One evening, Mongolian nomads led by Kengtu set up camp at the station's oasis. Despite cultural differences, the two groups settle into an uneasy co-existence. Seaman Jenkins, an ex-cowboy, muses that the Mongols would make an excellent cavalry troop. Hoping to persuade the Mongols to join them against the Japanese, McHale requisitions 60 Army-issue saddles. They soon arrive and the Mongols appear delighted. Later, however, Japanese planes bomb and strafe the combined oasis camp, killing Wyatt and several Mongols. When the Mongols abandon the camp, the Americans, now alone and defenceless, begin to evacuate 800 miles east across the Gobi to the sea.

McHale and the men reach an oasis where Chinese traders are camped, and find the Mongols again, who surrender their saddles as they no longer feel worthy of the gift due to their abandonment. Nose-Ring trades the saddles for camels and agrees to lead the Americans to the coast. En route, Nose-Ring and the traders attempt to overrun the Americans, who are saved by both their own guards, and by the Mongols returning. Kengtu explains that he abandoned the station to protect his people from the Japanese "birds in the sky." In return for his followers keeping their saddles, Kengtu offers to escort the Americans to the sea if they disguise themselves in Mongol dress. All goes well until they reach the Japanese-occupied city of Sangchien, China, where Kengtu leads McHale's unit into a trap where they are captured by Japanese soldiers, who transport them to a prisoner-of-war camp on China's coast. There, the officer in charge decides that because they are not in uniform, they will be treated as spies.

However, one of Kengtu's men, Wali-Akhun, allows himself to be arrested while wearing a stolen American uniform. Wali reveals to McHale and his men that Kengtu has arranged for their escape and gives them wire-cutters he smuggled in. That night, they break out and head for the docks, where Kengtu is waiting with a Chinese junk. The wily Kengtu explains to McHale that their capture was a ploy to get the Japanese to transport them to the ocean. They set sail for Okinawa and are later spotted by U.S. Navy patrol planes and rescued. McHale is awarded the Navy Cross, and Kengtu and Wali are flown in an admiral's transport plane to re-join their people. There, McHale and his men present the Mongols with 60 brand-new, navy blue saddle blankets emblazoned with the logo: "The First U.S. Navy Mongolian Cavalry."

==Cast==

- Richard Widmark as CPO Samuel T. McHale
- Don Taylor as Jenkins
- Casey Adams as Walter Landers
- Murvyn Vye as Kengtu
- Darryl Hickman as Wilbur 'Coney' Cohen
- Earl Holliman as Frank Swenson
- Martin Milner as Elwood Halsey
- Ross Bagdasarian Sr. (credited as Ross Bagdasarian) as Paul Sabatello
- Judy Dan as Nura-Salu (as Judy Dann)
- Rodolfo Acosta as Tomec
- Russell Collins as Lt. Cmdr. Hobart Wyatt
- Leonard Strong as Wali-Akhun
- Edgar Barrier as Yin Tang, aka Nose-Ring, unscrupulous camel trader, (uncredited)

==Production==
The film is loosely based on actual events. The weather station in the Gobi was considered the "crown jewel" in the operation because it was in "meteorologically uncharted territory". Instead of the air strike by the Japanese depicted in the film, there was a skirmish 25 miles from the camp which helped to scare off the enemy. The story was dramatized by Edmund G. Love and published in Collier's September 6, 1952 issue.

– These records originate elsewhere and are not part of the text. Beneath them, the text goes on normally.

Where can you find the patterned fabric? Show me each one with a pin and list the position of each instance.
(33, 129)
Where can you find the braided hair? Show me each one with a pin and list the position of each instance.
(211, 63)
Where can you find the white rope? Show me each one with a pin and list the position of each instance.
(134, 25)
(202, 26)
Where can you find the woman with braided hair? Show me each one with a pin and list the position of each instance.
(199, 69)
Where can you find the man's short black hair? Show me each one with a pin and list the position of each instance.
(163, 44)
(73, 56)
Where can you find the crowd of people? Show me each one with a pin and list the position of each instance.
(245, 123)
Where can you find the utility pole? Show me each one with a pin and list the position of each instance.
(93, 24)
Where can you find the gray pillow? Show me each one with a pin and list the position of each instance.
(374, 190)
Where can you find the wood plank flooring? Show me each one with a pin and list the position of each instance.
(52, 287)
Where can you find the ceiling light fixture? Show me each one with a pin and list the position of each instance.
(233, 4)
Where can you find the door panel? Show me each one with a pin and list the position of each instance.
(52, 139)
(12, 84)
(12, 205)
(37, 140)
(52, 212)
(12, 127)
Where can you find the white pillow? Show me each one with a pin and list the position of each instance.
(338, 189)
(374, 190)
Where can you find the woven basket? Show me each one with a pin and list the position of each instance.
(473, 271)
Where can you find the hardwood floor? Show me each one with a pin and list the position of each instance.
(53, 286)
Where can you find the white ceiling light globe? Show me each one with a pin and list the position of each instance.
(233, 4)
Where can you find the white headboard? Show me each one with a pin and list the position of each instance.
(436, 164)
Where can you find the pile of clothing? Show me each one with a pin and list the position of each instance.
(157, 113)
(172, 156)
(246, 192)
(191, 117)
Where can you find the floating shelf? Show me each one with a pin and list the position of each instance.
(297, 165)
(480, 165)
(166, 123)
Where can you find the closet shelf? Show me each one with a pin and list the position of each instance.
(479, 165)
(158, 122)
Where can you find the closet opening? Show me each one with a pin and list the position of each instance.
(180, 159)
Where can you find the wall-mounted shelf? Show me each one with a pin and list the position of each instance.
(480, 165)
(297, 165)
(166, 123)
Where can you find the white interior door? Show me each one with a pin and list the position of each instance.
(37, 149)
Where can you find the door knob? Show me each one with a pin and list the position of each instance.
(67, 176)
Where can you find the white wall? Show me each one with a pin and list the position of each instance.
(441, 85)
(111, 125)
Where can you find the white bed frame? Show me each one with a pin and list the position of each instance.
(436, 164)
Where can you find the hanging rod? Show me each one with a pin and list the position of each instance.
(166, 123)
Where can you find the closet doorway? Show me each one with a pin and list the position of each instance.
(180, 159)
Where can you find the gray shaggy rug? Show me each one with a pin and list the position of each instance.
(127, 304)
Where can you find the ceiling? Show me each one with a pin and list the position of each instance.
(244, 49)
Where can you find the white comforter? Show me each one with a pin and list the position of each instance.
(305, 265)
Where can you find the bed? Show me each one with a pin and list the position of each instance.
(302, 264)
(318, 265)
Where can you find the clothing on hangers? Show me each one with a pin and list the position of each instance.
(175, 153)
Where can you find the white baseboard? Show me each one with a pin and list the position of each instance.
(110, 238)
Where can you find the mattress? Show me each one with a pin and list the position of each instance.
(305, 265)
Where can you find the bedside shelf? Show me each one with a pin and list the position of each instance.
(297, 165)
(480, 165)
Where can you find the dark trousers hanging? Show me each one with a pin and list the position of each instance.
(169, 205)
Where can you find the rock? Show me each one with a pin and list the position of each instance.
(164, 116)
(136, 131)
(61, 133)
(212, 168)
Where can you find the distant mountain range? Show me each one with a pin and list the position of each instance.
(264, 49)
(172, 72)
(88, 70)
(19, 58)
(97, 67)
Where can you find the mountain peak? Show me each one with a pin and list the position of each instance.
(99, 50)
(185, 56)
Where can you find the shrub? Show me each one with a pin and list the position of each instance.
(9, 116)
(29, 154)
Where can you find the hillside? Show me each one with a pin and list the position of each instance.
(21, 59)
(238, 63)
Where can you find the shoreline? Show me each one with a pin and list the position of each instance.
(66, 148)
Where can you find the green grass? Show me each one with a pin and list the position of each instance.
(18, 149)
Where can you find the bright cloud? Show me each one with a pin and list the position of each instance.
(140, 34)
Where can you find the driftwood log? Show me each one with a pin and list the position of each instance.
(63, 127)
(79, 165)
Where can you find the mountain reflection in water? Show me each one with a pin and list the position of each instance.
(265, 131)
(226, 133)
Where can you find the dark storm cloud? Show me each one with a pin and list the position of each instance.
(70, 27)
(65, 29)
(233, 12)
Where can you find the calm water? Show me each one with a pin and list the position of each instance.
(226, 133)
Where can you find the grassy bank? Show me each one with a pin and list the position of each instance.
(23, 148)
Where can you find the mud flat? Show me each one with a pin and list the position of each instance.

Though most of the actors playing natives were American, some actual Mongolian phrases made their way into the film.

Gary Merrill, Richard Basehart, David Wayne, and William Lundigan were the actors that producers originally had in mind when the film was announced. The film was Robert Wise's first in color.

==Reception==
In The New York Times, film critic A. H. Weiler wrote:Ever hear of the First Mongolian Cavalry, United States Navy; or the Sino-American Cooperative Organization or Argos VI in Inner Mongolia? Well, a group of artisans at Twentieth Century Fox have. And they have culled from this curiosa as exotic and amiable an adventure as any to have come out of World War II. Titled "Destination Gobi," the Technicolored newcomer, now at the Globe, intriguingly parlays a willing cast, a fair share of laughs, crisp dialogue and unusual locale and some plausible and improbable derring-do into a light but engaging and engrossing entertainment.